Can the mass of a proton be measured through algebra? I found a paper called the Absolute Relativity Theory and I thought it was intriguing. (Link: https://arxiv.org/pdf/0908.2562v1.pdf)
The authors claim they can measure the mass of the proton / neutron and electron using only algebra.
They also claim they can predict the existence of particles not yet found, and also give their characteristics.
Does anyone know if this idea that mass can be calculated algebraically is present in other theories ?
Is this theory widespread within the mathematical (or physical) community ?
 A: I admittedly didn't read the category theory-based sections carefully (mostly because I don't know nearly enough category theory to actually judge their results fairly), but the end results are what you're asking about anyway, so let's talk about those (i.e. section III).
Unfortunately, all of the author's calculations are too far off from the actual values of things for the theory to hold any water. The calculated age of the universe (18.18 Gyr, given without uncertainty) is significantly different from the measured age ($13.799\pm.021$ Gyr). Since this age is also used in the calculation of $G$, those results are also thrown into question. The authors explain this away as bias based on faulty assumptions about constancy of constants, but they cannot do the same for later calculations.
The authors report a .0007% discrepancy between the calculated mass of the proton and its measured counterpart, or a relative error of $7\times 10^{-5}$. The mass of the proton has been measured to a precision of $2\times 10^{-8}$, so they are reporting a discrepancy that is one thousand times larger than experimental error. They report no biases here, claiming that the closeness to the experimental result proves their theory correct. Instead of confirming their theory, this unforgivably large discrepancy damns it.
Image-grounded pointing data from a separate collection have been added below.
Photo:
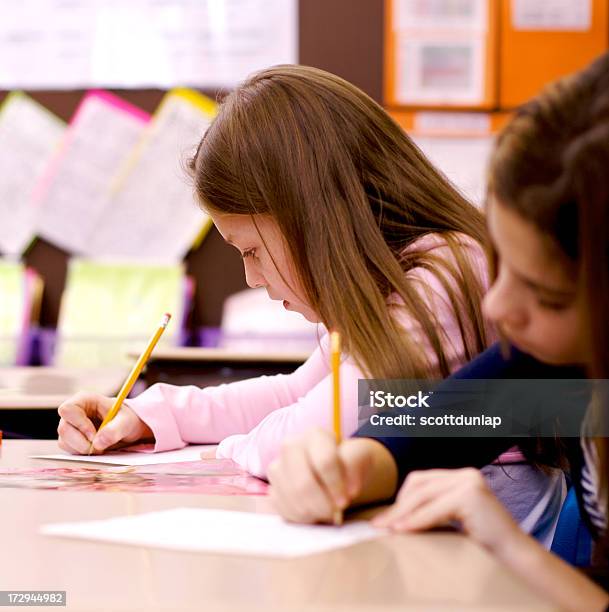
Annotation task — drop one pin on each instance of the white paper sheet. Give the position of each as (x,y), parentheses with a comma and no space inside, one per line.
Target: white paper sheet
(218,531)
(440,68)
(74,194)
(552,15)
(189,453)
(152,214)
(417,15)
(54,44)
(463,160)
(29,136)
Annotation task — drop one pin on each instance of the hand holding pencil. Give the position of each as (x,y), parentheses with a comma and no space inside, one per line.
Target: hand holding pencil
(119,424)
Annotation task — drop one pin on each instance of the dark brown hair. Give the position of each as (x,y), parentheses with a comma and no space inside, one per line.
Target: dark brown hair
(349,192)
(551,166)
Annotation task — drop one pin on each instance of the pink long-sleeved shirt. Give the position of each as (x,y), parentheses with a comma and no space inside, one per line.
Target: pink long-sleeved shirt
(252,418)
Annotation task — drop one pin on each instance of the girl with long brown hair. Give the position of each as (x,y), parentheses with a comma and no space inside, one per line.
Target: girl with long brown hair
(338,215)
(548,216)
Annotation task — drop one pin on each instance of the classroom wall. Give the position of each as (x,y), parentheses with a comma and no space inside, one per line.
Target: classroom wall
(341,36)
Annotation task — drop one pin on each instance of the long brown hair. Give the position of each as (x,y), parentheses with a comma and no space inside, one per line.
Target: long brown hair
(349,192)
(551,166)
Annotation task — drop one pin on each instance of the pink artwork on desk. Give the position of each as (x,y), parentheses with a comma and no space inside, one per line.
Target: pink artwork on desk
(205,477)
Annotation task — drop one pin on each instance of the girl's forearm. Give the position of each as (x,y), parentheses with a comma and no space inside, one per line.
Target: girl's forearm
(381,480)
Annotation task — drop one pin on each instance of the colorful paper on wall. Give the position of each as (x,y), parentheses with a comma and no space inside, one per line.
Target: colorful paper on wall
(53,44)
(110,308)
(29,137)
(440,51)
(151,214)
(74,191)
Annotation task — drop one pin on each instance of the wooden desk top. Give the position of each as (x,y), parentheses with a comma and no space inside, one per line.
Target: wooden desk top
(439,571)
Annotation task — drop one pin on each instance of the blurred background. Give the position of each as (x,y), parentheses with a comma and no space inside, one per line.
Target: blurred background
(101,101)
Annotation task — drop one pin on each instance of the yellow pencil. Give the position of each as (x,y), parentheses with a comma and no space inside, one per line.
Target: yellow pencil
(134,374)
(335,367)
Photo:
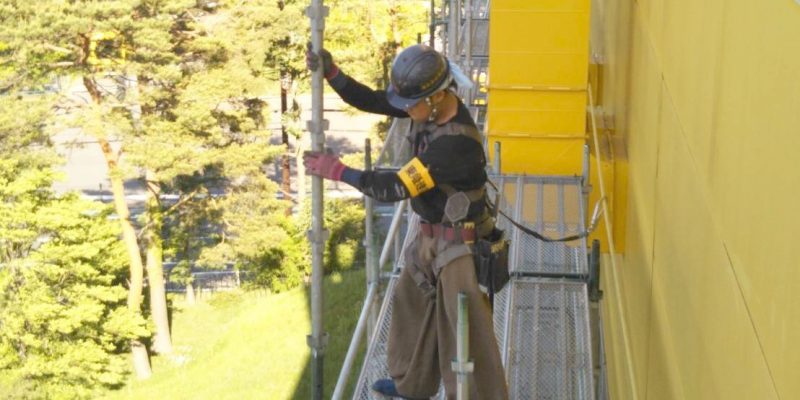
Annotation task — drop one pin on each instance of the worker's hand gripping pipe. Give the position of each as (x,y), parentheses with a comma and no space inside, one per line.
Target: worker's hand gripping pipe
(316,127)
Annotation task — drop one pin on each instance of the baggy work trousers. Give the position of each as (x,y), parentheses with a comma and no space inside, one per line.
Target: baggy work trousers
(422,334)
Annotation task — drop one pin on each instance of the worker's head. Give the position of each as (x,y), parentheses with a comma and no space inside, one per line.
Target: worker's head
(418,80)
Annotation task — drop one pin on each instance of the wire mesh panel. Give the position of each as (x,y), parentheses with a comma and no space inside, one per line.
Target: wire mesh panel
(549,353)
(551,206)
(374,367)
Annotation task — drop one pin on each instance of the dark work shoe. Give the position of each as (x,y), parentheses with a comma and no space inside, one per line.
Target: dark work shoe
(387,388)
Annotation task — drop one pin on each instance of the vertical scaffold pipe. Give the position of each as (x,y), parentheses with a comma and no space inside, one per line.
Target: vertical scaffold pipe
(373,271)
(462,365)
(452,30)
(316,127)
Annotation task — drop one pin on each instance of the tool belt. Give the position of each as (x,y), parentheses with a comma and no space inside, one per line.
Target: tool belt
(491,262)
(463,233)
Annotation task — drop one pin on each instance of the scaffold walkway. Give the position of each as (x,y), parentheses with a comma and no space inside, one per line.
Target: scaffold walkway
(542,316)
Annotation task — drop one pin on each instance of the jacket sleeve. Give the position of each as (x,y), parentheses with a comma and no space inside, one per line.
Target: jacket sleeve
(363,98)
(454,160)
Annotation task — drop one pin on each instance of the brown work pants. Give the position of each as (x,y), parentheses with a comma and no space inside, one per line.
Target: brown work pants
(422,335)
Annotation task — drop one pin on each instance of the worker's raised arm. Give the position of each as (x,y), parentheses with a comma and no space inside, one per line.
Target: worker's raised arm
(351,91)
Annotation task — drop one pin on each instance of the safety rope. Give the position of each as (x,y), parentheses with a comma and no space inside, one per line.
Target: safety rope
(595,217)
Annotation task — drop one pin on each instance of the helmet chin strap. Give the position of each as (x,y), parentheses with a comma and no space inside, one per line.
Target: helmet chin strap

Similarly, the calculated masses of the muon and tau lepton (which they call the "electron $\mu$" and "electron $\tau$") are also at odds with experimental results. The authors obtain a value of $105.9$ MeV/c^2 for the muon mass, whereas the actual measured muon mass is $105.6583745\pm.0000024$ MeV/c^2. The discrepancy here is on the order of $3\times 10^{-3}$, which is, one hundred thousand times larger than the experimental uncertainty of $2\times 10^{-8}$, an even worse discrepancy than before. 
The tau lepton mass is calculated by the authors to be $1.82146$ GeV/c^2, whereas the measured value is $1.77682\pm .00016$ GeV/c^2. Relative error on the calculated value is $2.5\times 10^{-2}$, and the relative uncertainty on the measured value is $9\times 10^{-5}$. Once again, the discrepancy between theory and experiment is hundreds of times larger than the uncertainty in experiment.
My verdict? This theory does not predict anywhere near the correct values for the physical constants, even when the authors said it did. Therefore, it cannot be an accurate description of reality.